Monday, September 22, 2014

Activision hires Rudy Giuliani to fight Noriega's 'Call of Duty' suit


Rudy Giuliani is back to denouncing "an evil, heinous criminal," as he put it. This time, it's Manuel Noriega.


Activision Blizzard Inc. has hired the former New York City mayor who presided during the Sept. 11, 2001 terrorist attacks to fight a lawsuit brought by the former military dictator of Panama over his depiction in the video game “Call of Duty: Black Ops II.”


Activision plans to file a request to dismiss the lawsuit in Los Angeles County Superior Court on Monday, the Santa Monica company said.


Noriega is seeking royalties and damages for the use of his likeness in the hit video game without his permission.


Activision’s main argument is that Noriega’s fame derives from being a key figure in political events, not from any sort of “creative labor.” Creators of books, TV shows, movies and video games should be able to borrow from history to express context and add some “historical flavor,” according to Activision.


Courts have sometimes treated video games differently from other forms of creative content, and bringing Giuliani on board suggests Activision wants to put a quick end to that.


"We’re doing it for an entire community of movies, video games and books -- this whole art form of historical fiction," Giuliani, a partner at Bracewell & Giuliani LLP, said in a phone interview. "The attack on video games is no different than movies, books. They are all the same for free-speech protection."

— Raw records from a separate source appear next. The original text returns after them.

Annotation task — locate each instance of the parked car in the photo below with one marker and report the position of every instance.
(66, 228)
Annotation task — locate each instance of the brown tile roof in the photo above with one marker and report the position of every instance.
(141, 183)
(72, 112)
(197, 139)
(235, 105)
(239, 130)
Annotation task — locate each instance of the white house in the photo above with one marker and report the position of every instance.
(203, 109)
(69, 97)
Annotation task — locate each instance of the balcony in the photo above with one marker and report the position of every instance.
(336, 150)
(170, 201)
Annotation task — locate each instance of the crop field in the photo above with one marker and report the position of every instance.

Lawyers for Noriega did not immediately return calls seeking comment.


Other public figures are depicted in "Black Ops II," including former U.S. Gen. David Petraeus, and there's a ship called U.S.S. Barack Obama.


Giuliani said if Noriega can get away with this, "Osama bin Laden's relatives could sue [the film] 'Zero Dark Thirty' and we could go on and on."


He pointed to the 2011 U.S. Supreme Court decision in Brown v. Entertainment Merchants Association as the "prevailing authority that movie games are no different than movies and books." In the 7-2 decision, the court struck down a California law that banned the sale of violent video games to children after finding that video games were a form of protected speech.